Cytochrome c release from mitochondria of early postimplantation murine embryos exposed to 4-hydroperoxycyclophosphamide, heat shock, and staurosporine

Abstract

Cell death is an early and common event in the pathogenesis associated with the abnormal development induced by a variety of teratogens. Previously, we showed that the cell death induced in day 9 mouse embryos by three teratogens, hyperthermia (HS), 4-hydroperoxycyclophosphamide (4-CP), and sodium arsenite (As), is apoptotic in nature involving the activation of caspase-3, cleavage of poly(ADP-ribose) polymerase (PARP), and DNA fragmentation. We now show that HS, 4-CP, and staurosporine (ST) induce the release of cytochrome c from mitochondria with kinetics suggesting a causal relationship with the activation of caspase-3 and caspase-2. This causal relationship is supported by data showing that procaspase-3 and -2 can be activated in vitro by the addition of cytochrome c to a S-100 fraction prepared from control day 9 embryos.
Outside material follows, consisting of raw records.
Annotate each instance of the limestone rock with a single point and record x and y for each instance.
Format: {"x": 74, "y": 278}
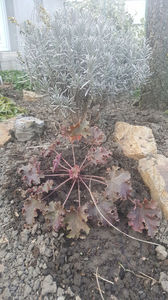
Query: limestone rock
{"x": 161, "y": 252}
{"x": 154, "y": 172}
{"x": 136, "y": 141}
{"x": 5, "y": 128}
{"x": 27, "y": 128}
{"x": 30, "y": 96}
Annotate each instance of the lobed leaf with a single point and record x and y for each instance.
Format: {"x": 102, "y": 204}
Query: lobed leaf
{"x": 54, "y": 215}
{"x": 119, "y": 185}
{"x": 97, "y": 137}
{"x": 50, "y": 149}
{"x": 31, "y": 206}
{"x": 31, "y": 174}
{"x": 98, "y": 155}
{"x": 145, "y": 215}
{"x": 107, "y": 208}
{"x": 76, "y": 222}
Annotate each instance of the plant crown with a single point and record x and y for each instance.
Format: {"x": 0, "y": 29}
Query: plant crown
{"x": 74, "y": 213}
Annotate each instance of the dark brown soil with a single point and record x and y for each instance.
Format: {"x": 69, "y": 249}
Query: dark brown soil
{"x": 104, "y": 248}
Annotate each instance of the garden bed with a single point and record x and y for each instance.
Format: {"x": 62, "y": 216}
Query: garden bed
{"x": 30, "y": 255}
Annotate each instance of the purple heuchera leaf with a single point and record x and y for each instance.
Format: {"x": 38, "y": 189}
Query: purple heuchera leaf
{"x": 31, "y": 174}
{"x": 50, "y": 149}
{"x": 98, "y": 155}
{"x": 56, "y": 162}
{"x": 54, "y": 215}
{"x": 97, "y": 137}
{"x": 118, "y": 186}
{"x": 145, "y": 215}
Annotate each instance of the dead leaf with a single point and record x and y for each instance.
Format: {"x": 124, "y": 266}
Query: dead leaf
{"x": 31, "y": 173}
{"x": 145, "y": 215}
{"x": 76, "y": 222}
{"x": 98, "y": 155}
{"x": 97, "y": 136}
{"x": 107, "y": 208}
{"x": 31, "y": 206}
{"x": 77, "y": 131}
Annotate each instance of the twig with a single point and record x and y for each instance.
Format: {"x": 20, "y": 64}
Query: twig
{"x": 67, "y": 197}
{"x": 117, "y": 229}
{"x": 73, "y": 153}
{"x": 98, "y": 285}
{"x": 140, "y": 275}
{"x": 104, "y": 279}
{"x": 54, "y": 190}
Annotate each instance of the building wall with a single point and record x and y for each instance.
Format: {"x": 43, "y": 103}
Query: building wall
{"x": 22, "y": 10}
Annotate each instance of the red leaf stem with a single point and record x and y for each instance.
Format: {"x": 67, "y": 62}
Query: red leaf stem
{"x": 67, "y": 197}
{"x": 93, "y": 176}
{"x": 55, "y": 175}
{"x": 54, "y": 190}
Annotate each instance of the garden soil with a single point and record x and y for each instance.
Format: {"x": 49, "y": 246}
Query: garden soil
{"x": 35, "y": 264}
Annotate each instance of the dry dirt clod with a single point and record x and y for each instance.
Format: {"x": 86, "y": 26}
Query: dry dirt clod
{"x": 161, "y": 252}
{"x": 154, "y": 172}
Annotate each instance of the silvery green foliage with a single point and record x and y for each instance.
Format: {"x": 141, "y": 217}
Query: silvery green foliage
{"x": 75, "y": 56}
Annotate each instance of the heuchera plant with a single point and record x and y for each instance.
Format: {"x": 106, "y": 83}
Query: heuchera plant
{"x": 42, "y": 188}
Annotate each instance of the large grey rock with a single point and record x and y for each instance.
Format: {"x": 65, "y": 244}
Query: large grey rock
{"x": 48, "y": 286}
{"x": 26, "y": 128}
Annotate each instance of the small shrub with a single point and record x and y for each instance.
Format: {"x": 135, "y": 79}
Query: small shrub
{"x": 19, "y": 79}
{"x": 76, "y": 56}
{"x": 43, "y": 186}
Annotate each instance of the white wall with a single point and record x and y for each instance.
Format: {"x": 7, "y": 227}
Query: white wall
{"x": 52, "y": 5}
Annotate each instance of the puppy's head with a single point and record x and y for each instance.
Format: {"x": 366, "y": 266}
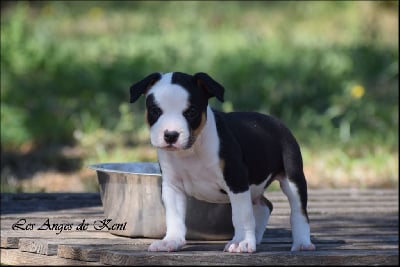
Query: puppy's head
{"x": 176, "y": 106}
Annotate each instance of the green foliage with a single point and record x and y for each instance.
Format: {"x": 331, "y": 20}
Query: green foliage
{"x": 324, "y": 68}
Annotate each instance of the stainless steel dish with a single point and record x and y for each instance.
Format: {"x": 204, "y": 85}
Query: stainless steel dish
{"x": 131, "y": 193}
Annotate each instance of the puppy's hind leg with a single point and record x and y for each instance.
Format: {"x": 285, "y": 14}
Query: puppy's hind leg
{"x": 297, "y": 196}
{"x": 262, "y": 209}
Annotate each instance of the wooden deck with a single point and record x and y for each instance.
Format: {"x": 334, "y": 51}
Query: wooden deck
{"x": 349, "y": 227}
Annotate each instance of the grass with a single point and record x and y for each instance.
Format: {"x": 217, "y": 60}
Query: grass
{"x": 329, "y": 70}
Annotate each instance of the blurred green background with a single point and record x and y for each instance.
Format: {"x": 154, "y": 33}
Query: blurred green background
{"x": 329, "y": 70}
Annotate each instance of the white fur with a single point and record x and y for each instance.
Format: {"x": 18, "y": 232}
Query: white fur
{"x": 243, "y": 221}
{"x": 196, "y": 171}
{"x": 173, "y": 100}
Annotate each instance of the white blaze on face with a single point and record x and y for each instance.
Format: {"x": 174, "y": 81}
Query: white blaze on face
{"x": 173, "y": 101}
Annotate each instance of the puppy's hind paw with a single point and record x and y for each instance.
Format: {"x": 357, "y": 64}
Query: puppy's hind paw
{"x": 167, "y": 245}
{"x": 303, "y": 247}
{"x": 243, "y": 246}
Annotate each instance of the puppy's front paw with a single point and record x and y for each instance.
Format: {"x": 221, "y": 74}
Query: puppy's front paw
{"x": 247, "y": 246}
{"x": 167, "y": 245}
{"x": 303, "y": 247}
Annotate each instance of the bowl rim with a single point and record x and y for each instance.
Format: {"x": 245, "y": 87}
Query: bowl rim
{"x": 103, "y": 167}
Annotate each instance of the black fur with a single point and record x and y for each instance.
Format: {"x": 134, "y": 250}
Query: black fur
{"x": 255, "y": 145}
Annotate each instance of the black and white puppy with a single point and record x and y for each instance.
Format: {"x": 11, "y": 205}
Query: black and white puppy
{"x": 220, "y": 158}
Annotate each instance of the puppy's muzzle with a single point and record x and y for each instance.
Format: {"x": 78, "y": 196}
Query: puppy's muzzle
{"x": 171, "y": 137}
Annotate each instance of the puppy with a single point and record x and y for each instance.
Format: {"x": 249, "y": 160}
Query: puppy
{"x": 220, "y": 157}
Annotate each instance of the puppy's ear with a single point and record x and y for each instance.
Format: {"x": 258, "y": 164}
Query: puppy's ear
{"x": 141, "y": 87}
{"x": 211, "y": 87}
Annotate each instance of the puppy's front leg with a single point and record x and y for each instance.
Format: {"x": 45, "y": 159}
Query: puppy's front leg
{"x": 175, "y": 209}
{"x": 243, "y": 220}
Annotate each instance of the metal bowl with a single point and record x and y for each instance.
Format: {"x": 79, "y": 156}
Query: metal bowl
{"x": 131, "y": 193}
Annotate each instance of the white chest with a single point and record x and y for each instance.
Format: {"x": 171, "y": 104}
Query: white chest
{"x": 196, "y": 176}
{"x": 196, "y": 171}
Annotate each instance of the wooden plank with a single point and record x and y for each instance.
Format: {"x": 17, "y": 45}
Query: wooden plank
{"x": 10, "y": 239}
{"x": 16, "y": 257}
{"x": 50, "y": 246}
{"x": 93, "y": 252}
{"x": 334, "y": 257}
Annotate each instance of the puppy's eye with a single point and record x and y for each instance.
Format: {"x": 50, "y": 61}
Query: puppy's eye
{"x": 191, "y": 113}
{"x": 155, "y": 111}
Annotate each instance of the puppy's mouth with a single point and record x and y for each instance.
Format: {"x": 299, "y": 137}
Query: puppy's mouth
{"x": 170, "y": 147}
{"x": 175, "y": 147}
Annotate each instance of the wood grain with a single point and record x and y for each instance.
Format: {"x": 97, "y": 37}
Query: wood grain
{"x": 348, "y": 226}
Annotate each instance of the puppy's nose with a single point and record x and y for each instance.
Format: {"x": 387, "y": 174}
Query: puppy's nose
{"x": 170, "y": 136}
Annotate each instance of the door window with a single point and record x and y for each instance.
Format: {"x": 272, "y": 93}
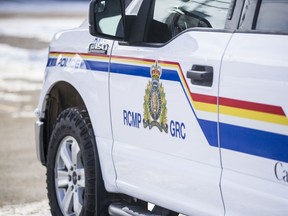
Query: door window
{"x": 175, "y": 16}
{"x": 273, "y": 16}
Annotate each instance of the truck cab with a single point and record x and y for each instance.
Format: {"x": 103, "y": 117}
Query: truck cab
{"x": 180, "y": 104}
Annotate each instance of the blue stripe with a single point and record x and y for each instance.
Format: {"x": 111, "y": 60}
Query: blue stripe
{"x": 51, "y": 62}
{"x": 141, "y": 71}
{"x": 254, "y": 142}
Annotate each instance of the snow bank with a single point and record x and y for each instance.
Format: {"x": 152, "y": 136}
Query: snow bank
{"x": 31, "y": 209}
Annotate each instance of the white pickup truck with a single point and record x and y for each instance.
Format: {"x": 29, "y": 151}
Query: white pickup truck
{"x": 168, "y": 107}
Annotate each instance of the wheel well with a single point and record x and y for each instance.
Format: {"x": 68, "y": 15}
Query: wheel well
{"x": 62, "y": 96}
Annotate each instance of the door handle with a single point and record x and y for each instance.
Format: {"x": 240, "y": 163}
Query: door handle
{"x": 201, "y": 75}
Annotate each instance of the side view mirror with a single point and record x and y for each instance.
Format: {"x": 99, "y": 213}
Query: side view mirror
{"x": 106, "y": 19}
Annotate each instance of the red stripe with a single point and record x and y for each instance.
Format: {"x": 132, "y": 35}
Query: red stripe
{"x": 252, "y": 106}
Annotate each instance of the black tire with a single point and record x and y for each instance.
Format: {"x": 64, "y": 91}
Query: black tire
{"x": 74, "y": 180}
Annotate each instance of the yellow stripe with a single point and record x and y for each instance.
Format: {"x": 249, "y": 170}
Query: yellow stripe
{"x": 259, "y": 116}
{"x": 205, "y": 107}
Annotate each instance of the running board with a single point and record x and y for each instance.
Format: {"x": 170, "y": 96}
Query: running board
{"x": 124, "y": 209}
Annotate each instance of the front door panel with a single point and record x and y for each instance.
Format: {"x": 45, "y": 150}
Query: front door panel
{"x": 164, "y": 127}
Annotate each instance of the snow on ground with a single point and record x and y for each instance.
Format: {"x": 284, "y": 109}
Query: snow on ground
{"x": 32, "y": 209}
{"x": 22, "y": 70}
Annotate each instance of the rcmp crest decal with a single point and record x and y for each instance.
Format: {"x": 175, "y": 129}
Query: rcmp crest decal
{"x": 155, "y": 110}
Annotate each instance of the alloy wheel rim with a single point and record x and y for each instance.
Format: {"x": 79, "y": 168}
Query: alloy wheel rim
{"x": 69, "y": 177}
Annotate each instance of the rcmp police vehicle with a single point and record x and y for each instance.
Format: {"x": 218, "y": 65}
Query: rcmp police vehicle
{"x": 177, "y": 103}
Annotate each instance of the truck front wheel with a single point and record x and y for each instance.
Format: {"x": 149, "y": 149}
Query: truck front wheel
{"x": 74, "y": 180}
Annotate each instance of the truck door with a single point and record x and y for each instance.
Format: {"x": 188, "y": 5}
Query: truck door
{"x": 164, "y": 93}
{"x": 253, "y": 110}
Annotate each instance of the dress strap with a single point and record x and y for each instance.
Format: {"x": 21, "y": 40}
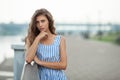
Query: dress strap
{"x": 57, "y": 40}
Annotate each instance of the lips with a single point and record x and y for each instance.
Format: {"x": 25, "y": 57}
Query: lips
{"x": 41, "y": 29}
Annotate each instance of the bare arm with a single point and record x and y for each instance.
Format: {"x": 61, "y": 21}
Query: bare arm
{"x": 31, "y": 50}
{"x": 56, "y": 65}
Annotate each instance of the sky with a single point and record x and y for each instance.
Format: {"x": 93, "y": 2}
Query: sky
{"x": 63, "y": 11}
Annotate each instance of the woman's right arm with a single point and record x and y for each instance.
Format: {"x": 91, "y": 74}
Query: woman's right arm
{"x": 31, "y": 50}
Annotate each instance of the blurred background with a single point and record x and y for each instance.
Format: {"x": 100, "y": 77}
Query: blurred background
{"x": 80, "y": 21}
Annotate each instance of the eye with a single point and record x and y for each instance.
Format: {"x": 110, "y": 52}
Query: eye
{"x": 37, "y": 22}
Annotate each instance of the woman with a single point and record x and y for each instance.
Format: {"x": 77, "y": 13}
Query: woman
{"x": 45, "y": 47}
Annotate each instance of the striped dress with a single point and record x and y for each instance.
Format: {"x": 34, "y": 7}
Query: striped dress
{"x": 50, "y": 53}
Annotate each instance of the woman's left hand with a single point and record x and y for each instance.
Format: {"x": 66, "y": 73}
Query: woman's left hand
{"x": 36, "y": 59}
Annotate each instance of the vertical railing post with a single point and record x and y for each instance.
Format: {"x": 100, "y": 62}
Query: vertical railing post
{"x": 19, "y": 53}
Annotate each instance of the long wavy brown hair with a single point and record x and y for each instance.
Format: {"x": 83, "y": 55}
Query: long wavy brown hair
{"x": 33, "y": 30}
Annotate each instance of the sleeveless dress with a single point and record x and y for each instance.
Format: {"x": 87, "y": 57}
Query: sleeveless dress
{"x": 50, "y": 53}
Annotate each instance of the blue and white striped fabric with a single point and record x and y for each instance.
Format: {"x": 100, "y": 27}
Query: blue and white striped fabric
{"x": 50, "y": 53}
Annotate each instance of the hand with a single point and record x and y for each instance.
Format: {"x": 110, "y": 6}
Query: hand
{"x": 42, "y": 35}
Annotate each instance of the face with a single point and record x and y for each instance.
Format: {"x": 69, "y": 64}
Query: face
{"x": 42, "y": 23}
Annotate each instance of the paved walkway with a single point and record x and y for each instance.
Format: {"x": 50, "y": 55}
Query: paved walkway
{"x": 87, "y": 60}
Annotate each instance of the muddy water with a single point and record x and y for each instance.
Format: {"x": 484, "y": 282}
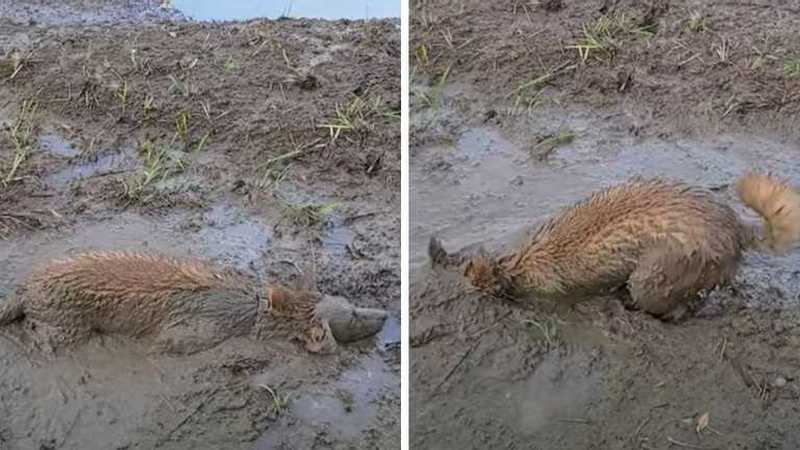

Together, these data support the notion that these three teratogens induce changes in embryonic mitochondria resulting in the release of cytochrome c and the subsequent activation of caspase-9, the upstream activator of caspase-3. Previously, we also showed that cells within the day 9 mouse embryo are differentially sensitive/resistant to the cell death-inducing potential of HS, 4-CP, and As. The most dramatic example of this differential sensitivity is the complete resistance of heart cells, characterized by the lack of caspase-3 activation, PARP cleavage, and DNA fragmentation. We now show that this block in the terminal phase of the apoptotic pathway in heart cells is associated with a lack of teratogen-induced release of cytochrome c. Together, our data indicate that mitochondria play a pivotal role in cell death during the early phases of teratogenesis.